0
votes

I'm experiencing issues querying a large graph involving repeat steps that aim at making "hops" across vertices and edges. My intention is to infer indirect relationships between objects. Consider the following:

John--livesIn-->Paris

Paris--isIn-->France

What I expect to come up with is that John is based in France. Simple enough, and this works great with a small data set.

The query that I use is the following, where I make no more than 2 hops:

g.V().has('name','John')
.emit(loops().is(lt(2)))
.repeat(__.bothE().bothV().simplePath())
.inE('isIn').outV().path()

This is working as expected, until I apply this to a graph made of about 1000 vertices and 3000 edges. Then, after a few minutes, I get various kinds of error (over the REST API) with no clear logic:

  • Error: Error encountered evaluating script
  • Error: 504 Gateway Time-out
  • Error: Java heap space
  • Error

I suspect that I am doing something wrong in my query. For exemple, setting the number of "hops" to 1 (direct relationship) with .emit(loops().is(lt(1))), I would expect the results to be delivered swiftly since it would not go into the repeat loop. However, this triggers the same issue.

Many thanks for your help!

Olivier

1

1 Answers

3
votes

So it looks like you have a few things going on here. First let me take a shot at answering your question then let's look at why your traversal may be taking a long time to complete.

Based on your description of wanting to return John and France the following traversal should get your data:

g.V().has('name','John').as('person')
out('livesIn')
.out('isIn').as('country').select('person', 'country')

That will select all countries that a person named 'John' lives in.

Now to understand why your traversal was taking a long time. First, you are using several steps which are very memory and resource intensive such as bothE and bothV. Each of these steps navigate the relationship in both directions.

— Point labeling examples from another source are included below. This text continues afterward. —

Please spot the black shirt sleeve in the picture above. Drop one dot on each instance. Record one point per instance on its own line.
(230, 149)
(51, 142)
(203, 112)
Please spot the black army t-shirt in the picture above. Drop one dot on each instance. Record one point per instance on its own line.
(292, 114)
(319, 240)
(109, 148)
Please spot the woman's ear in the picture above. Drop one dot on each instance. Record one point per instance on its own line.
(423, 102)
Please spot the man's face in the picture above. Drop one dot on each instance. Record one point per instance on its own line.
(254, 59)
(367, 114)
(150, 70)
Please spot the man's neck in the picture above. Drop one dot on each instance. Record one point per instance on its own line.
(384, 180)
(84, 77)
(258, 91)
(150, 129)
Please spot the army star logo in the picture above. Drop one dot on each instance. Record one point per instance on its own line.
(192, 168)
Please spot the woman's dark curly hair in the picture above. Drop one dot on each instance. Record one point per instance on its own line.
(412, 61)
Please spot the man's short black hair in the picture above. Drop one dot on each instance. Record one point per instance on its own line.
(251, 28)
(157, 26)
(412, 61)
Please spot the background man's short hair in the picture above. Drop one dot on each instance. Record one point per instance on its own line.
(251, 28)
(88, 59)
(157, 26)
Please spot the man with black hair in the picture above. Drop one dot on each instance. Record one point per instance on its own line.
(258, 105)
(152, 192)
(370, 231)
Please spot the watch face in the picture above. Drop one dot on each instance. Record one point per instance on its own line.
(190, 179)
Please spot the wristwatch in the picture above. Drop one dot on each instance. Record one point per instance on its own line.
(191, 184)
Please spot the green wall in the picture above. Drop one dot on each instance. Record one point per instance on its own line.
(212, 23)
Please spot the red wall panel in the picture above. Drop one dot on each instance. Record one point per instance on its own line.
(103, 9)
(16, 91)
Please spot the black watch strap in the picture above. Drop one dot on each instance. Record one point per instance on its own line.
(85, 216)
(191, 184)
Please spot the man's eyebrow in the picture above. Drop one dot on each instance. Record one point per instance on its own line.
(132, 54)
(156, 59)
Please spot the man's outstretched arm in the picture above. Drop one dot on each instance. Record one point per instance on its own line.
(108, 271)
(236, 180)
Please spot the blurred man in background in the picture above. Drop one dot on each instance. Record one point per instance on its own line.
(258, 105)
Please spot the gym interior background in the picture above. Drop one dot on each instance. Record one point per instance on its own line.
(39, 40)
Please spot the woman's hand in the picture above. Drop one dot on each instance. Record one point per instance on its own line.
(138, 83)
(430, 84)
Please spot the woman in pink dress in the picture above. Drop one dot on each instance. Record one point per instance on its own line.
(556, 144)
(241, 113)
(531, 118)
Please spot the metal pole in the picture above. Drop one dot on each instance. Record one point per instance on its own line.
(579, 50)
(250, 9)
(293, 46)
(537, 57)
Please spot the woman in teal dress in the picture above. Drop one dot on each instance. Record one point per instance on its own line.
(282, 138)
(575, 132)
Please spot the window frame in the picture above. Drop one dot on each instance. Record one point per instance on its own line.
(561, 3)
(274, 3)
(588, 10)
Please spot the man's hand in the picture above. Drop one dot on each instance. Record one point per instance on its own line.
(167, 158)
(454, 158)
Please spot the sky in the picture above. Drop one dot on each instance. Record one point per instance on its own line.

Since you know the direction of the edge you are trying to traverse is out in both cases it is much quicker and less resource intensive to just use an out edge as this will traverse the specified edge name (if supplied) and end you on the adjacent vertex. Additionally, the simplePath step is another resource (specifically memory) intensive step as it must track the path value for each traverser until it contains repeated objects at which time it is dropped. This combined with the extra traversers created by the usage of loops and bothE and bothV is likely the cause of the slow query. I suspect that the query above will perform significantly better.

If you would like to see exactly what your query is doing I would suggest taking a look at the explain and profile steps which provide detailed information on your queries performance.